Q: What are the Post-Summit – GSS 2018 plans to positively influence mindset with initiatives that create awareness about skills, dignity of labour, vocationalization of school education etc
A: The Summit on ‘Jobs- Skills- Demography’ is the culmination of a lot of work that has been done in the past by FICCI. We have to tackle the challenge of job creation, appropriate training for new age skills and the huge demography that needs to be gainfully employed either in a job or through entrepreneurship. We have to create pathways for the young to be able to make those choices and handhold them as required. For this, lot of in-depth research is needed like creating effective labour market information system (LMIS), using innovative sources to collect job data, documenting changing and evolving business models and how exponential technologies are impacting the industry.

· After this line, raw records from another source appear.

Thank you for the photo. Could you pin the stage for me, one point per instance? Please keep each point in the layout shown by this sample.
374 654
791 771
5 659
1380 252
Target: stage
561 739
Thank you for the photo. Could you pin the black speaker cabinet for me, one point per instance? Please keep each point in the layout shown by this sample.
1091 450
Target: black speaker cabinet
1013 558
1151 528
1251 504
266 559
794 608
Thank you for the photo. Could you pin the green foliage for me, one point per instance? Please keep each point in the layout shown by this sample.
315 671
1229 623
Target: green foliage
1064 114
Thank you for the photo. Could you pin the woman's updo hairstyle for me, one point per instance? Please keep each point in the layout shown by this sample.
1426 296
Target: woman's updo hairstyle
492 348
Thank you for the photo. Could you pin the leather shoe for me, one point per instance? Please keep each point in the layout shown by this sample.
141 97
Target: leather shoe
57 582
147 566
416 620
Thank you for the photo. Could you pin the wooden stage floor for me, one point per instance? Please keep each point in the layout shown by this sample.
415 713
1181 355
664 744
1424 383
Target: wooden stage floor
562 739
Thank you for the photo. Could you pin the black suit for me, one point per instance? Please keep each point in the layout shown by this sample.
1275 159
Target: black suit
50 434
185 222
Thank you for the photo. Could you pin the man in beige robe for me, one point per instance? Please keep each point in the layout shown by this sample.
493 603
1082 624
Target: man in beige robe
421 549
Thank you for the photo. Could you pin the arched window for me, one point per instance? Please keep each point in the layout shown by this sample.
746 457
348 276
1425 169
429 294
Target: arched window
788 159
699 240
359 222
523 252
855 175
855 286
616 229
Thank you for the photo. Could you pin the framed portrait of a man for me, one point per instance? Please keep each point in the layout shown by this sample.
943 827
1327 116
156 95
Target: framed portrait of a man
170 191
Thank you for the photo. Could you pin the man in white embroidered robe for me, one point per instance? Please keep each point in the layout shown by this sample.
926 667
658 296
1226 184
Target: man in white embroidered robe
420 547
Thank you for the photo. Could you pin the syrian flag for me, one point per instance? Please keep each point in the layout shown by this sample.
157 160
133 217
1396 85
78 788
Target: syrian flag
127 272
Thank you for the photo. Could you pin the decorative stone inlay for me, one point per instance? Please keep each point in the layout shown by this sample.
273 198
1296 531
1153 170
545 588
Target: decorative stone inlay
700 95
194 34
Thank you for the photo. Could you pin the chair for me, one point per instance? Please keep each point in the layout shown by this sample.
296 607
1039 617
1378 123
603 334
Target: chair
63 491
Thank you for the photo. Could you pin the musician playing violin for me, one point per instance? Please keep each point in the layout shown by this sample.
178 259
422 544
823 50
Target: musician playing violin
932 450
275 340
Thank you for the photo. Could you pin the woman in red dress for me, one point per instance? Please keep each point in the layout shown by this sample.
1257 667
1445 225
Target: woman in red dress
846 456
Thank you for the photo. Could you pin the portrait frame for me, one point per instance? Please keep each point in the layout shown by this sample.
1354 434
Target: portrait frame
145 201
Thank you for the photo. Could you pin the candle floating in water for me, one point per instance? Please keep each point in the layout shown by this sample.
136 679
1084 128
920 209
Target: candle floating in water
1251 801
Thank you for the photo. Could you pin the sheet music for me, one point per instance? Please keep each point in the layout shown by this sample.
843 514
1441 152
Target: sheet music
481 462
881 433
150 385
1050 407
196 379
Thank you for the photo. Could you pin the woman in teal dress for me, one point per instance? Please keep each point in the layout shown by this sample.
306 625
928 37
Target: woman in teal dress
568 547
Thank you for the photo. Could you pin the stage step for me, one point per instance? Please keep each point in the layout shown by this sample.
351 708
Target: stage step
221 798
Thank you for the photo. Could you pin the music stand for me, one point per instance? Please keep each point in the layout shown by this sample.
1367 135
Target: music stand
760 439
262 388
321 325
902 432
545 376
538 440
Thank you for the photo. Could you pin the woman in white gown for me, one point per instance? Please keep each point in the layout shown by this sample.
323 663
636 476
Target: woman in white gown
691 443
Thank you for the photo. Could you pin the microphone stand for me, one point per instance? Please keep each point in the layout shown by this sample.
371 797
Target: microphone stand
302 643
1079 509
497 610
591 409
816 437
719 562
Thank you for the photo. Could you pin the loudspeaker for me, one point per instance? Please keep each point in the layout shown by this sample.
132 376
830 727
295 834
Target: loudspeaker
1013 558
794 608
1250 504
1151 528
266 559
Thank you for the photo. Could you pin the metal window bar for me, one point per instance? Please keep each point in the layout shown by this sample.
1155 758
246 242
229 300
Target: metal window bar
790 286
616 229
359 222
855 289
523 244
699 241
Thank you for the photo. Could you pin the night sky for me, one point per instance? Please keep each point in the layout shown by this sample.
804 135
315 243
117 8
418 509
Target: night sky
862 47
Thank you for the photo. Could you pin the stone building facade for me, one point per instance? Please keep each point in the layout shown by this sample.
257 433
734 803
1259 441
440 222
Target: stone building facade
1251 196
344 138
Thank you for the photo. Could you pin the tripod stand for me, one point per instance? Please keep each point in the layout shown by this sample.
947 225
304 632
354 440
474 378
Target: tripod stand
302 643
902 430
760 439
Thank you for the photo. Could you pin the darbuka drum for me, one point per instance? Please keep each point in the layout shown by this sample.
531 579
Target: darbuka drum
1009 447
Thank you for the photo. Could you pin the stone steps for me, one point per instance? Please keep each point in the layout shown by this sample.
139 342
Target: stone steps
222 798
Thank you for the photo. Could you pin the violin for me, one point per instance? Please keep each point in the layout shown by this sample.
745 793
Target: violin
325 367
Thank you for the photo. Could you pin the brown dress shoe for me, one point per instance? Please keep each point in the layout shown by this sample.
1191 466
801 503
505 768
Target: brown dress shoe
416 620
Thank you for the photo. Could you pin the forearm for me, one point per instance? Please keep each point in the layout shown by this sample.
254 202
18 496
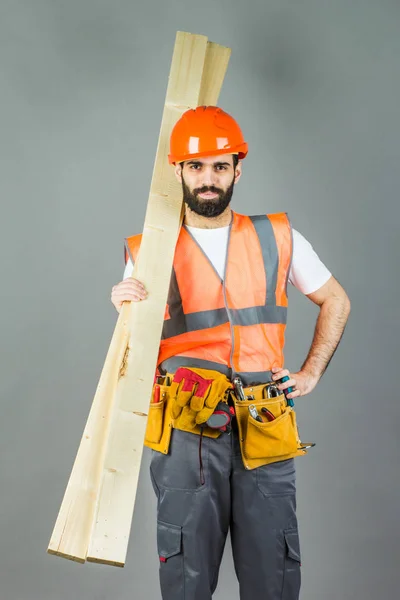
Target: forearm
329 329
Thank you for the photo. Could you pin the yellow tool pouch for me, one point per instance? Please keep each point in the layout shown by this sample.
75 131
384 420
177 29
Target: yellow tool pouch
269 441
186 404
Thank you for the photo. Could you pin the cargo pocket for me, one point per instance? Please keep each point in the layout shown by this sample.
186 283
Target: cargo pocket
169 544
271 439
291 573
155 421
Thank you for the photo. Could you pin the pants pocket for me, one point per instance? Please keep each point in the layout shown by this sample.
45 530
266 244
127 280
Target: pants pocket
169 544
155 421
271 439
292 573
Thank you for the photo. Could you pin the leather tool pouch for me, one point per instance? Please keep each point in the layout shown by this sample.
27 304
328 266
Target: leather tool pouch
269 441
160 422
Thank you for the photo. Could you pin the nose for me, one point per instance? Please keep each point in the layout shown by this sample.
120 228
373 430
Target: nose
209 177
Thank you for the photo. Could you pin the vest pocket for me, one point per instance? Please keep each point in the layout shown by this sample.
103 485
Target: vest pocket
292 573
155 420
276 438
169 544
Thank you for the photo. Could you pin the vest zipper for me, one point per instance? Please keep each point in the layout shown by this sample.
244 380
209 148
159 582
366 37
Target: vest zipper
225 300
223 284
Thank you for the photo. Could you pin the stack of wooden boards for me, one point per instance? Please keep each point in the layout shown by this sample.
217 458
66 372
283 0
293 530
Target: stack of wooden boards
95 517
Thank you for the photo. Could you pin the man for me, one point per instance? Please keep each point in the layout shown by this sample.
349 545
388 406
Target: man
225 318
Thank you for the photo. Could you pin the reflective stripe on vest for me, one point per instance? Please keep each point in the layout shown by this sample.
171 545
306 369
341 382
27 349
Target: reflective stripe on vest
235 326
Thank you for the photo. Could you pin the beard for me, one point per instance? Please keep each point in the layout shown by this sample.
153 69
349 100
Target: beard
207 208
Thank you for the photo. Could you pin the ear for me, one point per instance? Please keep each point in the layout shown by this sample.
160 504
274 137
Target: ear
178 172
238 171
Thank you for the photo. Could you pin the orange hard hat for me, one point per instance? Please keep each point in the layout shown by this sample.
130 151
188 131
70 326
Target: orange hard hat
205 131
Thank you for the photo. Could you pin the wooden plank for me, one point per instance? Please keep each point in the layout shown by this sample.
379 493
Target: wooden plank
189 83
71 533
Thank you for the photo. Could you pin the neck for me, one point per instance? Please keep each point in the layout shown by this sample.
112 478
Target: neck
194 220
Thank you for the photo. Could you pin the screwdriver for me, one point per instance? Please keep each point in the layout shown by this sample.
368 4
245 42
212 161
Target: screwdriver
289 401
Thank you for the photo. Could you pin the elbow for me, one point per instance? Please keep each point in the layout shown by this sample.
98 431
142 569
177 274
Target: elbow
346 305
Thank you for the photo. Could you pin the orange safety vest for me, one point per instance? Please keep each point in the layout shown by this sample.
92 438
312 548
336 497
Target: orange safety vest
236 325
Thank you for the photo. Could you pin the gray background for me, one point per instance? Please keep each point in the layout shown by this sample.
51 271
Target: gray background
316 89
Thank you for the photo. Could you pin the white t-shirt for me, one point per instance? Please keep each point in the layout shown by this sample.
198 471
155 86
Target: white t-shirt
307 272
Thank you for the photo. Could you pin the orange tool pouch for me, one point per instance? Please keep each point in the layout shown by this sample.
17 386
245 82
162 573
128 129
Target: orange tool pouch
275 438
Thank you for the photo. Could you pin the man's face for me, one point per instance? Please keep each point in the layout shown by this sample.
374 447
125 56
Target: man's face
208 183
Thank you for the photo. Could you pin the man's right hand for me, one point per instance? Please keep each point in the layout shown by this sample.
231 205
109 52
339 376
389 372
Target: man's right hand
128 290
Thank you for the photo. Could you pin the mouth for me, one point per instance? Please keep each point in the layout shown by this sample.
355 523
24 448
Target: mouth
208 195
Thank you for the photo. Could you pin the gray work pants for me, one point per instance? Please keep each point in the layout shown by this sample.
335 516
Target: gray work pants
193 519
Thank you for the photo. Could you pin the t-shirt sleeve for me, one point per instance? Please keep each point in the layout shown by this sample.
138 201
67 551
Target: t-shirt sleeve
307 272
128 269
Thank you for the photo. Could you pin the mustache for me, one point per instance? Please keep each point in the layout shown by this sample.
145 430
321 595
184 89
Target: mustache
206 189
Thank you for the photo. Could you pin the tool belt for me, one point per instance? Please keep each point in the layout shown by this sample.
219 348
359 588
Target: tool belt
185 400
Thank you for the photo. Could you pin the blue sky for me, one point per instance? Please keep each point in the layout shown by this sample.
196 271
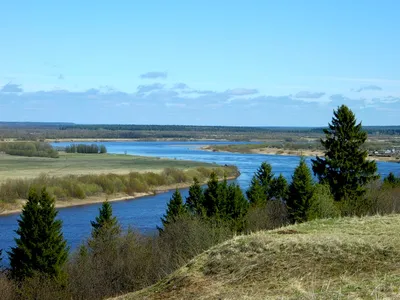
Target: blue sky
262 63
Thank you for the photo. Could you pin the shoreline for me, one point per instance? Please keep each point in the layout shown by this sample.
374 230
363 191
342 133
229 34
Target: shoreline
74 202
289 152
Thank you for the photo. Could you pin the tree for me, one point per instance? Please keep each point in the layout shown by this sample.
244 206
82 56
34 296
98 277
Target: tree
255 193
279 188
300 192
40 247
105 222
236 208
175 209
345 166
259 190
195 201
211 196
391 180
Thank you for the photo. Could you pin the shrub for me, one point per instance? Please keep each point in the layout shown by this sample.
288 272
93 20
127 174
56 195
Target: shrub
322 204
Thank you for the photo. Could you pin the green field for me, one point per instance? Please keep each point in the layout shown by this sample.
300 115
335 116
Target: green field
14 167
345 258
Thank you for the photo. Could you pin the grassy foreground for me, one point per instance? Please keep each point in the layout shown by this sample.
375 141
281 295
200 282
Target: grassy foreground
17 167
347 258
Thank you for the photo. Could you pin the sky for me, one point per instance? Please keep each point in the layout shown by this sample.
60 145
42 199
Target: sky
242 63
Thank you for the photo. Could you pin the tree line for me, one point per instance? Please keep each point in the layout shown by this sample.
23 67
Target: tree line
84 148
116 262
30 149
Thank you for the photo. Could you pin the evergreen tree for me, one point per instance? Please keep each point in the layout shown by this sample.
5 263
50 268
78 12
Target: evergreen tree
300 192
264 176
105 222
345 166
175 209
391 180
195 201
258 192
255 193
211 196
236 208
279 188
40 246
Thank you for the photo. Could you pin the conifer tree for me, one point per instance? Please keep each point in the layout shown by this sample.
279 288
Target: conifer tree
258 192
40 247
105 222
236 208
345 166
300 192
175 209
195 201
279 188
255 193
211 196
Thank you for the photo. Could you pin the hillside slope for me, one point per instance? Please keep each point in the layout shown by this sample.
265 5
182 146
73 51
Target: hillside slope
348 258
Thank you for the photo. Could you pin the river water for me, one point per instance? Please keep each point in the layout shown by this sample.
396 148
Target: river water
144 214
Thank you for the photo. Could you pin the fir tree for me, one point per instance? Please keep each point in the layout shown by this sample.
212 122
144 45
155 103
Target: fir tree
105 222
236 208
40 247
258 192
279 188
345 166
255 193
195 201
300 192
175 209
211 196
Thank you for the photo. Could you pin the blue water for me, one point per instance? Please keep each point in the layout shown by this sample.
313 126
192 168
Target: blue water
144 213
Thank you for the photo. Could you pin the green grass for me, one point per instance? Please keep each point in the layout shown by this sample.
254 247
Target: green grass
16 167
345 258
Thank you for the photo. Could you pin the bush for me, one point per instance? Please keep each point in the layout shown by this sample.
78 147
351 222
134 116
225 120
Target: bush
322 204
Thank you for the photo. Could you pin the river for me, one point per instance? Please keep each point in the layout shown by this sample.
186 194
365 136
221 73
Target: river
144 213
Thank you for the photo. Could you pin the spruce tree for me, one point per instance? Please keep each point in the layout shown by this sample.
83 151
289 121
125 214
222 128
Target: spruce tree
258 192
105 222
345 166
175 209
300 192
40 247
255 193
211 196
279 188
195 201
236 208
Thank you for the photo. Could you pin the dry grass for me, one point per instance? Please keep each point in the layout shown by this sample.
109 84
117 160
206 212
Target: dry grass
347 258
17 167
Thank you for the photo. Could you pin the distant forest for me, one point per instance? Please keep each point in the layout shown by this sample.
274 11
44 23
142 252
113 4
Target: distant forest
41 131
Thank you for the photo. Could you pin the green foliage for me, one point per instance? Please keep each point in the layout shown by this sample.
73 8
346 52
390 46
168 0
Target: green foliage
259 191
300 192
391 180
279 188
40 247
105 221
322 204
30 149
195 200
255 193
87 149
345 166
236 207
175 209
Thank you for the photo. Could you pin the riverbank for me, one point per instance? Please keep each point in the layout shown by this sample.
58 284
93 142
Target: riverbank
73 202
252 149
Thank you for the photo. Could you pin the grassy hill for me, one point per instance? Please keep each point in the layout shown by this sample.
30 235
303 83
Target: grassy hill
348 258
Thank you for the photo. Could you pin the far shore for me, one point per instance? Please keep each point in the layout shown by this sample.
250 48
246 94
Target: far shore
288 152
17 208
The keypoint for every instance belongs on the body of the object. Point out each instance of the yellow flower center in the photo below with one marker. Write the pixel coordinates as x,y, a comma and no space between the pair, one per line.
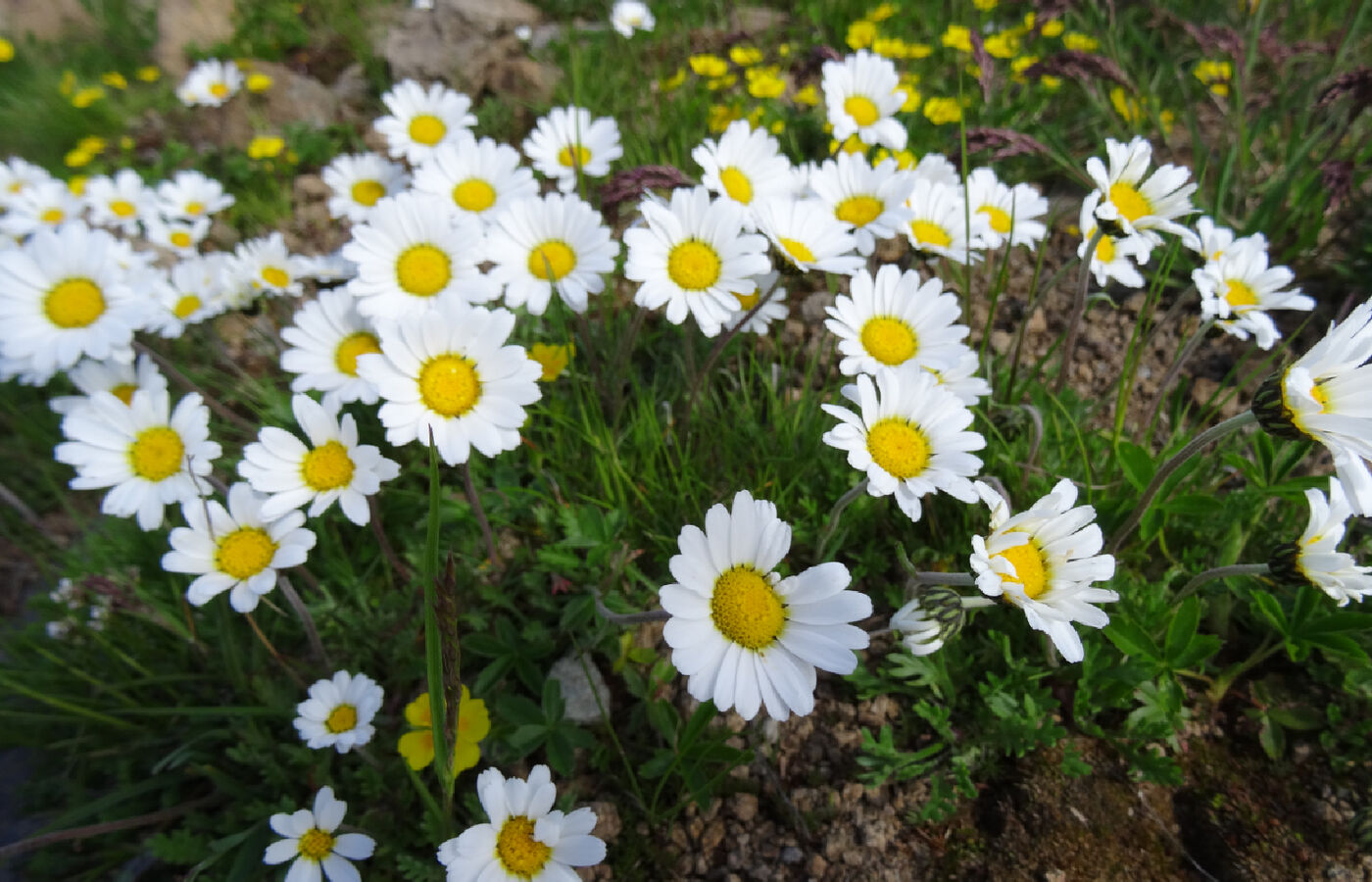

In the upcoming summit we would be discussing the various employer-led job creation models, traditional cluster based models and future of jobs. There are about 8 State Governments – AP, UP, Assam, Tripura, Maharashtra, Bihar, Jammu & Kashmir and Rajasthan apart from MSDE and NSDC attending the conference. We are looking forward to Hon’ble Minister Shri Dharmendra Pradhan Inaugurating the Conference. Our Knowledge Paper on Employer led Models of Job Creations will be released.
Post conference, FICCI will engage with the state governments to carry out in-depth study on local clusters of each state and help maximise the productivity and efficiencies through integration of modern technologies. FICCI will also provide backward and forward market linkages, improving designing capabilities and making it relevant and appealing to the global clientele etc. The report and cluster based models will be completed and released. We will be further continue the work on Version.2 of the Future of Jobs report focussing on large employment generating sectors – Education, Health, Logistics, Construction and Travel and Tourism.
Last year’s report was very well received by all stakeholders and regulators like AICTE are sharing this report with all their technical institutions to adapt the curriculum according to the forecasting in the report. We will also be working with several states and educational institutions to conduct lecture series on ‘Future o Jobs’ to demystify the exponential technologies.